Therapy with a conventional DMARD should be considered early in patients with peripheral arthritis, particularly if there are numerous swollen joints, structural damage due to inflammation, and high C-reactive protein (CRP) and/or clinically relevant extra-articular manifestations. For predominant peripheral arthritis without prior DMARD therapy, the best evidence is for DMARDs (methotrexate, leflunomide, sulfasalazine) and tumor necrosis factor alpha (TNF alpha) inhibitors. Disease-modifying therapy: DMARDs (disease modifying antirheumatic drugs).
- Conventional synthetic DMARDs (csDMARDs) – first-line therapy.
- Immunosuppressants
- Methotrexate (MTX) – first-line agent (esp. with relevant skin involvement).
- Alternatively: leflunomide
- Caveat: If steroids are administered without concomitant immunosuppression, arthritis improves but there is a risk of dramatic worsening of psoriasis!

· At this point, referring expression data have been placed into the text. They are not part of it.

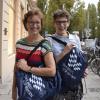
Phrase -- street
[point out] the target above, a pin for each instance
(91, 91)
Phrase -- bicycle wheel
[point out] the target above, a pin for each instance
(95, 64)
(98, 71)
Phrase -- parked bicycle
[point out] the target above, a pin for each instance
(93, 58)
(95, 63)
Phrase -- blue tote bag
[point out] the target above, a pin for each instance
(71, 68)
(33, 87)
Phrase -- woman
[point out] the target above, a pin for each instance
(33, 21)
(61, 19)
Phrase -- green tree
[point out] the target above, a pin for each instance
(98, 19)
(92, 19)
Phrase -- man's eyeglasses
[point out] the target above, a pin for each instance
(61, 22)
(33, 22)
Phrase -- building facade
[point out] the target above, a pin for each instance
(11, 29)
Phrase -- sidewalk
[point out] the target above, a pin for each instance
(92, 82)
(93, 87)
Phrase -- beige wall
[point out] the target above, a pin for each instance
(11, 20)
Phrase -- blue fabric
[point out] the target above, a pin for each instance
(32, 87)
(72, 67)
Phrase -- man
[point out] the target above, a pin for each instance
(61, 23)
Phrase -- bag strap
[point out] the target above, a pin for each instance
(35, 48)
(58, 40)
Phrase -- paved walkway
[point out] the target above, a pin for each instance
(92, 82)
(93, 87)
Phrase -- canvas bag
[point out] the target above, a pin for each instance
(32, 87)
(71, 68)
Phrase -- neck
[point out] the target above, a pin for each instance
(34, 38)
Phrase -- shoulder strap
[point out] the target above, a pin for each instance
(59, 41)
(35, 49)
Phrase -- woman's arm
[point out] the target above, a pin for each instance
(66, 50)
(14, 90)
(48, 70)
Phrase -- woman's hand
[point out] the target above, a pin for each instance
(22, 64)
(86, 72)
(68, 48)
(14, 94)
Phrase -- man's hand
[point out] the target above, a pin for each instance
(22, 64)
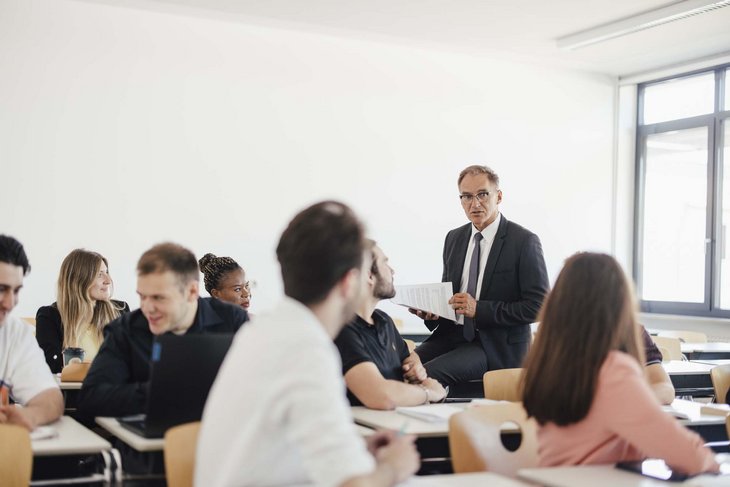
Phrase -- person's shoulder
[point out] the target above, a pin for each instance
(515, 229)
(619, 364)
(127, 323)
(15, 325)
(383, 318)
(231, 314)
(49, 310)
(458, 230)
(349, 333)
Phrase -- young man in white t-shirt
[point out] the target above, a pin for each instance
(24, 375)
(277, 412)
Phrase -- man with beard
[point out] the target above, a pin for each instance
(375, 358)
(276, 414)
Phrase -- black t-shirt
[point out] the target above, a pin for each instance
(380, 344)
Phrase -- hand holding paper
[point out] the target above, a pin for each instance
(432, 298)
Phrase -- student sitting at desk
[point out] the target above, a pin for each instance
(276, 414)
(167, 285)
(83, 309)
(224, 279)
(24, 375)
(375, 358)
(583, 380)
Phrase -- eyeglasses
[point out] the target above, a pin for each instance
(467, 198)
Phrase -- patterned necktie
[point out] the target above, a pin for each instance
(471, 286)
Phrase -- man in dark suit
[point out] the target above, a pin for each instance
(498, 273)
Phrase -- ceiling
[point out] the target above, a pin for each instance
(523, 30)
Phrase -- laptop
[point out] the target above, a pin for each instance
(183, 369)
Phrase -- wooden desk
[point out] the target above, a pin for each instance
(139, 443)
(608, 476)
(690, 378)
(713, 362)
(392, 420)
(709, 350)
(478, 479)
(432, 438)
(72, 440)
(710, 427)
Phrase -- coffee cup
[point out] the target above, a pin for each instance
(73, 355)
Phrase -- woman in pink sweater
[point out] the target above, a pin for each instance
(583, 380)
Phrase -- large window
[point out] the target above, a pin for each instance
(682, 259)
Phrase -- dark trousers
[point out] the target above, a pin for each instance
(450, 359)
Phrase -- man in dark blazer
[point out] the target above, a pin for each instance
(511, 279)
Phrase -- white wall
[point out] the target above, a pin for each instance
(121, 128)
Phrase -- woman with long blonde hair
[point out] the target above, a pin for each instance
(583, 379)
(82, 310)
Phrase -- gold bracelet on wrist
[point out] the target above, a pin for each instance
(425, 391)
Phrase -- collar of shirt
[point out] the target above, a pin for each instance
(489, 232)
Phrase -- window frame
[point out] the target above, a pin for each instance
(715, 124)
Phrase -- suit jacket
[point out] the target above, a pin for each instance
(49, 333)
(514, 285)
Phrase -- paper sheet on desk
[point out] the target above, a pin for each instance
(43, 433)
(433, 298)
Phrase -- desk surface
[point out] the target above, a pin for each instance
(714, 363)
(479, 479)
(392, 420)
(66, 386)
(684, 367)
(695, 418)
(139, 443)
(607, 476)
(688, 347)
(73, 439)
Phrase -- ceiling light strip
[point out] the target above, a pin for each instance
(647, 20)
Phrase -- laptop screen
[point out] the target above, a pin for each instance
(182, 372)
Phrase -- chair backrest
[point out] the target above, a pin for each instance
(720, 382)
(180, 445)
(16, 456)
(503, 385)
(684, 335)
(670, 347)
(75, 372)
(476, 444)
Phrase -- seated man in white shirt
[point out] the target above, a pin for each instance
(277, 412)
(24, 374)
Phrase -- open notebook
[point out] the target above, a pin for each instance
(433, 413)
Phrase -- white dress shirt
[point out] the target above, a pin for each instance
(485, 246)
(277, 413)
(23, 368)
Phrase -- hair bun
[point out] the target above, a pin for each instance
(206, 260)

- Sulfonamides (sulfasalazine).
- For mild joint infestation
- 40% skin improvement
- Notes:
- In patients with active dactylitis (finger/toe inflammation) and/or enthesitis (inflammation of tendon/vision attachments), biologics (bDMARDs) may be given as first-line agents instead of csDMARDs (TNF-α inhibitors or IL-12/IL-23 antagonist or IL-17 antagonist).
- Patients with axial symptoms (inflammatory symptoms of the spine or sacroiliac joint (ISG; sacroiliac joint)): TNF-α inhibitors (anti-TNF): first-line agent.
- Immunosuppressants
- If the patient does not respond to a csDMARD as desired: use of biologics (biologicals; bDMARDs); reserve drug for treatment resistance (second-line therapy).

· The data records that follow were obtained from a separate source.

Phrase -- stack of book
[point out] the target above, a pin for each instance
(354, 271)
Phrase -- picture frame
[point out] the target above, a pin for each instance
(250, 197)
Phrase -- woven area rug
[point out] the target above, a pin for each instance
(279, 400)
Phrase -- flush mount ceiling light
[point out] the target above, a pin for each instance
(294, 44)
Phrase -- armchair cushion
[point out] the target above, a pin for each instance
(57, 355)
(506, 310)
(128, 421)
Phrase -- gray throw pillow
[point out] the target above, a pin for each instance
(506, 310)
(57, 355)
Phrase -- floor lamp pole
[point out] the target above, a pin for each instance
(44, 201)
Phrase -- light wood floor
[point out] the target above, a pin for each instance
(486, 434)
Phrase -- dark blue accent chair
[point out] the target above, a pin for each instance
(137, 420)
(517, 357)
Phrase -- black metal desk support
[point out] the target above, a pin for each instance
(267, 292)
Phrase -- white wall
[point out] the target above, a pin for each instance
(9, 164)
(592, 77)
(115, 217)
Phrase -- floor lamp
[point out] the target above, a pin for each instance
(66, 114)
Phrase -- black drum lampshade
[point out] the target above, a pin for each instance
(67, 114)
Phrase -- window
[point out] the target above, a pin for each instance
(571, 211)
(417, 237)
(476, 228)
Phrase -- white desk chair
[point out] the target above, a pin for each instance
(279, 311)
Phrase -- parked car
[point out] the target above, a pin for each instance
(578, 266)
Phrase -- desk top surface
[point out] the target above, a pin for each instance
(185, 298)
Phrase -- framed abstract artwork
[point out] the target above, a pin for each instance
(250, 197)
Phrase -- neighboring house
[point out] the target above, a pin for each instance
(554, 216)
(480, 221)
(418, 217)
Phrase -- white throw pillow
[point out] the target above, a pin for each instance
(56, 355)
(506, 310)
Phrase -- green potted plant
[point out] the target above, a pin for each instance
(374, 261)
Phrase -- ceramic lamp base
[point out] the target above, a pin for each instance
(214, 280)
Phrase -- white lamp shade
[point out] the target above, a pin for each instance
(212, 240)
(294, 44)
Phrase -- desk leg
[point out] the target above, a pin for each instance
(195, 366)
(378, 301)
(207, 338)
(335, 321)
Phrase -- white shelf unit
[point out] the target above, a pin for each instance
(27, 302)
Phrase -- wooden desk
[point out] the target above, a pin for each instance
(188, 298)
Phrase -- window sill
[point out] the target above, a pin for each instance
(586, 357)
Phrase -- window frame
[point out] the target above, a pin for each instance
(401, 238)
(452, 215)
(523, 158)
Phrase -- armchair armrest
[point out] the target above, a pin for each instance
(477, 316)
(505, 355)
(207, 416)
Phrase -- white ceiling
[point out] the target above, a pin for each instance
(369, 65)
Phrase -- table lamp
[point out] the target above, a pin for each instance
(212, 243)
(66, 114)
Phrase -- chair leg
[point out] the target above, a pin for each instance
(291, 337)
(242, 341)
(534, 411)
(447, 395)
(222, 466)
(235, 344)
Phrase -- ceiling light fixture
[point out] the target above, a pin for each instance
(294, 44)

- preferred use: TNF-α inhibitors (anti-TNF).
- Z. E.g., etanercept, infliximab, adalimumab
- High response rates in terms of effectiveness on psoriasis, joints, enthesitis, dactylitis, axial symptoms and structural damage to the joints; side effects and contraindications note!
- If no sufficient effect occurs under therapy of at least one conventional DMARD and contraindication (contraindications) for TNF-α inhibitor, the use of one of the new biologics targeting interleukin-12/23 or IL-17 may be considered, if necessary in combination with methotrexate:
- Interleukin-12/interleukin-23 antagonist (IL-12/IL-23 antagonist): ustekinumab.
- Interleukin-17 antagonist (IL-17 antagonist): secukinumab
- Both antagonists are effective in relation to joints, dactylitis and enthesitis.
- preferred use: TNF-α inhibitors (anti-TNF).
- When patients with inadequate response to at least one conventional DMARD cannot be treated with a biologic because of contraindications or high risk of infection:
- PDE-4 inhibitor (“target synthetic DMARDs”; tsDMARDs): apremilast.
Further notes
- Red-hand letter on apremilast (oral PDE-4 inhibitors – “target synthetic DMARDs (tsDMARDs)”): new evidence on suicidal ideation and behavior.
- A study of 996 patients showed that radiographic progression was halted in 80 to 88 percent of all PsA patients treated with secukinumab, with 300 mg being the most effective dose.